For occupancy models, we occasionally failed to achieve convergence when allowing detectability to vary among years and Bird Conservation Regions, in which case we fitted a constant-detectability model. Since detectability for occupancy models is analogous to the availability component in abundance models, the constant-detectability occupancy model replaces the equivalent of Equation D.22, Equation D.25, and Equation D.26 with

\[logit(p) \sim Normal(0,1). \tag{D.38}\]

Model fitting

We performed all data processing, analysis, and derivation of estimates in R (R Core Team, 2023) and model fitting in Nimble (de Valpine et al. 2017, 2023). All scripts for the annual analysis are maintained in a git repository and available upon request.

The R code automated combining strata-level population and trend estimates to derive superstrata estimates at multiple spatial scales, including quantification of estimation uncertainty. Additionally, we automated periodic checking of convergence and switching to alternative models in cases where more complex models failed to converge within a specified number of attempts.

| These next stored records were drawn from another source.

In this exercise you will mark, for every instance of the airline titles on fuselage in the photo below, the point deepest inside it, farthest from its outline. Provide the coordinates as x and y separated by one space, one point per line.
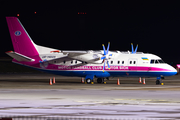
92 67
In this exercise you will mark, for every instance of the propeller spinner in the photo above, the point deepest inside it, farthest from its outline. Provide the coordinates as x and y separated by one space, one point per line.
106 56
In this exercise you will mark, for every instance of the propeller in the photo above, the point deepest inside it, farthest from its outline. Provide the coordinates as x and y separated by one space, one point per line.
134 51
106 56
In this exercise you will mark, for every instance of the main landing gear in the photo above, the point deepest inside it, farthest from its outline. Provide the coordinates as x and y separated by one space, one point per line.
99 80
88 81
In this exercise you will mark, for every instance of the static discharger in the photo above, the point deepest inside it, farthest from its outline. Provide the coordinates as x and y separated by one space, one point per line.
144 81
118 82
54 81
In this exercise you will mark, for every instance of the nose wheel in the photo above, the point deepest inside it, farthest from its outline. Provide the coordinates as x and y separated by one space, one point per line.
158 81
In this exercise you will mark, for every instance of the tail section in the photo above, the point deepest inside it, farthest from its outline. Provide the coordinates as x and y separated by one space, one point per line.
22 42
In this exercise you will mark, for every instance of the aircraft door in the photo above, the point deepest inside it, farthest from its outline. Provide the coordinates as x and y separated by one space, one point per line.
132 64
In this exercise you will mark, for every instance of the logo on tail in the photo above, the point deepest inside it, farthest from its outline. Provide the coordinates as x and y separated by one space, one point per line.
17 33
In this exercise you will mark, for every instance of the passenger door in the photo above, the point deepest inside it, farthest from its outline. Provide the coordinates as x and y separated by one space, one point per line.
132 64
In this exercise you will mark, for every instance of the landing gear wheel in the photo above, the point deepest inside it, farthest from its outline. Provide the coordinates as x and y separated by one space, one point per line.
158 82
100 80
88 81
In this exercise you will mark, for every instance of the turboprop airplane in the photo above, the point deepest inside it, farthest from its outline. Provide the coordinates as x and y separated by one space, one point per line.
88 64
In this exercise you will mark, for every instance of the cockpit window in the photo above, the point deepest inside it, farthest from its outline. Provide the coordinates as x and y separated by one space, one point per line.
152 61
159 61
156 62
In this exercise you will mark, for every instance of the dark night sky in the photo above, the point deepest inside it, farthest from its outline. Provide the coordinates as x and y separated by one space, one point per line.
154 26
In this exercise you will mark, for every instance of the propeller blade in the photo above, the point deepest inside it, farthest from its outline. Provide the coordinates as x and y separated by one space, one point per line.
103 58
108 48
103 66
132 48
104 49
108 64
136 49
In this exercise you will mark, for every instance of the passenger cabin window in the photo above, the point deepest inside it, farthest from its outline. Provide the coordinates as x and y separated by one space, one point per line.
159 61
152 61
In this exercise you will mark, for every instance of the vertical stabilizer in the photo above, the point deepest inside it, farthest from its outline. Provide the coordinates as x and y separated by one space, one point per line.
22 42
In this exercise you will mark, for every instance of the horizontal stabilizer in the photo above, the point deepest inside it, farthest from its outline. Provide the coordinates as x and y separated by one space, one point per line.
19 57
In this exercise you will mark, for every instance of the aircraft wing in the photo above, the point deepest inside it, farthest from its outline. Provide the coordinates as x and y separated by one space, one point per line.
19 57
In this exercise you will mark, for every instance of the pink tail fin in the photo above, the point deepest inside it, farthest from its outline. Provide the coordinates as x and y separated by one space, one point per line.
22 42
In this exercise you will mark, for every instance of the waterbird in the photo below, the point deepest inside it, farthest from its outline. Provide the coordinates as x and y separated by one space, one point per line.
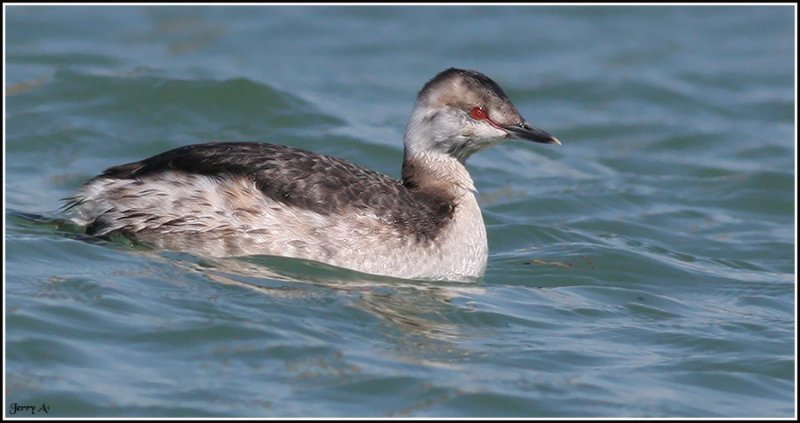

Model fitting with Nimble entailed sampling model parameter space with 2 independent Markov Chain Monte Carlo (MCMC) chains. For each species, the automated process began sampling with chains of length = 10000 iterations, discarding the first 5000 as burn-in and retaining every 50th sample, then checked convergence of chains using the \(\hat{R}\) metric and effective sample size using \(n_{effective}\) (Gelman et al. 2004). We required \(\hat{R}<1.1\) and \(n_{effective}\geq 20\), and continued sampling for another 10000 iterations until we either achieved these criteria or reached the maximum number of attempts, with an attempt being 10000 iterations and checks of \(\hat{R}\) and \(n_{effective}\) occurring after each attempt. We specified 50 max attempts for global abundance and occupancy models and no max for simpler alternatives.